Die portugiesische Regierung garantierte am Mittwoch, den 9. September, dass sie ein „gutes Verhältnis" zur State Grid pflegt, dem chinesischen Staatsunternehmen, das der größte Aktionär der REN (Redes Energéticas Nacionais) ist. Die Ministerin für Umwelt und Energie, Maria da Graça Carvalho, erklärte im Parlament, dass es kein Problem damit gab, dass das chinesische Staatsunternehmen eine bedeutende Position beim Strom- und Gasnetzbetreiber hält, und betonte, dass ein kontinuierlicher „Dialog und eine kontinuierliche Zusammenarbeit" bestehen.
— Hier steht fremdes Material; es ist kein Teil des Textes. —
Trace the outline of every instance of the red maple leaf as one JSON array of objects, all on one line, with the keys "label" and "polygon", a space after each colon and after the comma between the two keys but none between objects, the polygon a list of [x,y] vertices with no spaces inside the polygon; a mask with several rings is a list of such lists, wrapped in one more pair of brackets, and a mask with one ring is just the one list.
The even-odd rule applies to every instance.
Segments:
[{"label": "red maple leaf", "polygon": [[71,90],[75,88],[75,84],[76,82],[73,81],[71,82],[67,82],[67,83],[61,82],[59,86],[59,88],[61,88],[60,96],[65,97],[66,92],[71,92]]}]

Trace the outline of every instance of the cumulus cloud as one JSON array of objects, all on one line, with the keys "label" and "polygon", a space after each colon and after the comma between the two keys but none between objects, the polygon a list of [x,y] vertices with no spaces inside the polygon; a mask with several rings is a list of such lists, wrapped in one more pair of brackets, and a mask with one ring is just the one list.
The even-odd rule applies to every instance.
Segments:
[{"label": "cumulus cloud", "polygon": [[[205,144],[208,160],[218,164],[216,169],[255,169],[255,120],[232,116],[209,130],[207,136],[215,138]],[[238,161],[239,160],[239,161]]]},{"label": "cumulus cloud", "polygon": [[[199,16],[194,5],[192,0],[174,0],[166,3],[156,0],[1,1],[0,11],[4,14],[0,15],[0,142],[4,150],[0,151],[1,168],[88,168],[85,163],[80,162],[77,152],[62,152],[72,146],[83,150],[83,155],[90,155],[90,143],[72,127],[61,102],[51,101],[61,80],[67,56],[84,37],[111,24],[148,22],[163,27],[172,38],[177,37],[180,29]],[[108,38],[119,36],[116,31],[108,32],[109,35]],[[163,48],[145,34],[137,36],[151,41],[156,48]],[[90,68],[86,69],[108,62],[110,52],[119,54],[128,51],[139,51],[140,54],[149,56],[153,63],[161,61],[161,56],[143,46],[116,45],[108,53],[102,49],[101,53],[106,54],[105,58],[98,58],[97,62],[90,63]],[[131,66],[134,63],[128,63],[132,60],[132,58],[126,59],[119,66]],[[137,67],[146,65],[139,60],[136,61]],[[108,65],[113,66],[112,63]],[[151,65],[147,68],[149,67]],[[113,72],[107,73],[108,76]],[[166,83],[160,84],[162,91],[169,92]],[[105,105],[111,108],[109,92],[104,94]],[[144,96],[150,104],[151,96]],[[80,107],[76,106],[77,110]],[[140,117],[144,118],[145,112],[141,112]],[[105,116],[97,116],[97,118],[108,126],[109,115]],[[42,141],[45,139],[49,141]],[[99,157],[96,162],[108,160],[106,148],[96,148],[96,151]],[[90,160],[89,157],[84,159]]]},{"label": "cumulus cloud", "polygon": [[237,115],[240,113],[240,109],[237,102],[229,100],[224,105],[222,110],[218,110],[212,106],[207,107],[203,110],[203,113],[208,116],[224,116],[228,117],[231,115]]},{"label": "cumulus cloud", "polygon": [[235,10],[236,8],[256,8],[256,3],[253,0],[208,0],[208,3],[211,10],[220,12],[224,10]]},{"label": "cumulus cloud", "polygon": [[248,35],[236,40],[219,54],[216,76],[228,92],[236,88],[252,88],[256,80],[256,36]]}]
Die Ministerin erinnerte daran, dass der Staat kürzlich 14% der REN gekauft hat, was ihm nun die Möglichkeit gibt, die Entscheidungen des Unternehmens von innen heraus zu beeinflussen. Maria da Graça Carvalho erklärte, dass diese Beteiligung „ein weiteres Instrument ist, um das öffentliche Interesse in einem für die Verteidigung des Energiesystems wesentlichen Unternehmen zu wahren", und dem Staat eine größere Einflussmöglichkeit einräumt.
Auf die Frage des Abgeordneten der Liberalen Initiative, Jorge Miguel Teixeira, nach dem Zusammenhang zwischen der Rückkehr des Staates zur REN und einem möglichen Rückgang der Strompreise antwortete die Ministerin, dass zur Senkung der Preise der Anteil von Solarenergie und erneuerbaren Energien erhöht werden muss, die niedrigere Kosten haben als andere Technologien. Laut Maria da Graça Carvalho „ist es eine Frage der Zeit" und die staatliche Beteiligung ist ein zusätzliches Instrument, um Entscheidungen im Interesse des Landes zu beeinflussen.
Der Kauf dieser 14-prozentigen Beteiligung an der REN wurde von der Regierung während des offiziellen Besuchs des Premierministers Luís Montenegro in China im September 2025 angesprochen.